Tableau 3. Principaux paramètres analytiques à surveiller chez les chats présentant une perte de poids inexpliquée mais des données de laboratoire normales.

Paramètres Signification diagnostique
Albumine Une diminution par rapport aux valeurs de base évoque une maladie digestive
Envisager le dosage des concentrations sériques en folates et cobalamine
Créatinine Une augmentation par rapport aux valeurs de base évoque une MRC (chez un chat euvolémique)
Envisager le contrôle de la pression artérielle systolique et une échographie rénale
Thyroxine Une augmentation par rapport aux valeurs initiales ou une valeur se situant dans la moitié supérieure de l’intervalle de référence évoque une hyperthyroïdie
Envisager le dosage de la T4 libre +/- TSH féline spécifique
Calcium Un taux de calcium total élevé évoque une hypercalcémie
Envisager le dosage du calcium ionisé
Taux d’éosinophiles Un taux élevé peut évoquer un lymphome, une tumeur mastocytaire, une infection à protozoaires ou fongique, une MICI éosinophile
Envisager une échographie abdominale  un test de dépistage des maladies infectieuses

 

Étape 5 : examens de laboratoire supplémentaires

Lorsque le recueil des données minimales ne fournit aucun indice utile, l’auteure investigue en priorité la fonction gastrointestinale et mesure les concentrations sériques de folates et de cobalamine. Une hypofolatémie signe un dysfonctionnement de l’absorption duodénale mais ce paramètre est un indicateur relativement peu sensible : une valeur normale n’exclut pas la présence d’un processus inflammatoire ou néoplasique dans ce segment de l’intestin 14. Doser la concentration sérique de cobalamine (B12) semble plus utile : des valeurs subnormales reflètent une maladie iléale, une dysbiose intestinale ou une insuffisance pancréatique exocrine. Selon l’expérience de l’auteure, une concentration < 400 ng/L (intervalle de référence : 290-1.500 ng/L) doit être considérée comme significative. Comme une carence en cobalamine peut faire diminuer l’appétit, il est important d’identifier et de prendre en charge rapidement une hypocobalaminémie 15.

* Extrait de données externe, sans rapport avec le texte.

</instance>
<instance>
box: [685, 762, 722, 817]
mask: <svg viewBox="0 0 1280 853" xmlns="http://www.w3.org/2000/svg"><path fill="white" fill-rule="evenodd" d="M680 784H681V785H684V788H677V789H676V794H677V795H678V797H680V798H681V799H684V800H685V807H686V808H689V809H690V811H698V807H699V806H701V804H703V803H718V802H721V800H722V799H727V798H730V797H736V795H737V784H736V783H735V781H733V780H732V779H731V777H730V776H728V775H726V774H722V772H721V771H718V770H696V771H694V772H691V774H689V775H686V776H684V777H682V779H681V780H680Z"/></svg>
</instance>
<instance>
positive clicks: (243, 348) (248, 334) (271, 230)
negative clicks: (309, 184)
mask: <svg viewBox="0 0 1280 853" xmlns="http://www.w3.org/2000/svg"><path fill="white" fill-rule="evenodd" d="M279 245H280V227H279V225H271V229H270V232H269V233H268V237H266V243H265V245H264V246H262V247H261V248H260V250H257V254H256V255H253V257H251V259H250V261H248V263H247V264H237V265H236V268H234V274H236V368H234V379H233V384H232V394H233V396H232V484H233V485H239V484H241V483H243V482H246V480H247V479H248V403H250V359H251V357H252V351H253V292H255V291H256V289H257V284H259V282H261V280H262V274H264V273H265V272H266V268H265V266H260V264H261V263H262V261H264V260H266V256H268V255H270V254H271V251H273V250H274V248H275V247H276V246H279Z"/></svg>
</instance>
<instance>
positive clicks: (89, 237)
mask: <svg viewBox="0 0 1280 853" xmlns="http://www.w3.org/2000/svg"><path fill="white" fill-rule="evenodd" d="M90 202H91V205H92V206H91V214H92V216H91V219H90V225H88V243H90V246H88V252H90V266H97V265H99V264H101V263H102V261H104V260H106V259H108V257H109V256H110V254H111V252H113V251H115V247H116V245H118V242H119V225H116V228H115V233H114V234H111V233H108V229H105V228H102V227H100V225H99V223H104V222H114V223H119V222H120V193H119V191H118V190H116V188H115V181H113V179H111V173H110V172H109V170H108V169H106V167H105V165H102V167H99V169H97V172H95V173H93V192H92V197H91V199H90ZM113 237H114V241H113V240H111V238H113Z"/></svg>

L’hypothèse d’une pancréatite chronique est aussi utile à envisager car les chats atteints peuvent ne pas vomir, ni présenter de signes évidents d’inconfort abdominal ; en revanche, leur consommation alimentaire peut baisser de façon variable. Bien que le diagnostic de certitude implique de faire un examen histopathologique du pancréas, une présomption clinique peut généralement être faite lorsque des signes cliniques (parfois limités à l’hyporexie) sont associés à des résultats évocateurs après échographie abdominale ou mesure de l’immunoréactivité de la lipase pancréatique (PLI) spécifique du chat. Une augmentation de ce paramètre indique fortement une atteinte des cellules acineuses du pancréas ; cela ne suffit cependant pas forcément à expliquer la perte de poids du chat et la possibilité d’une maladie digestive concomitante ou d’autres troubles systémiques doivent être envisagés 16. De plus, une inflammation pancréatique peut évoluer de façon intermittente, si bien qu’un résultat inclus dans l’intervalle de référence n’exclut pas la possibilité d’épisodes inflammatoires cycliques ; dans ce contexte, il peut être utile de répéter les mesures de la PLI.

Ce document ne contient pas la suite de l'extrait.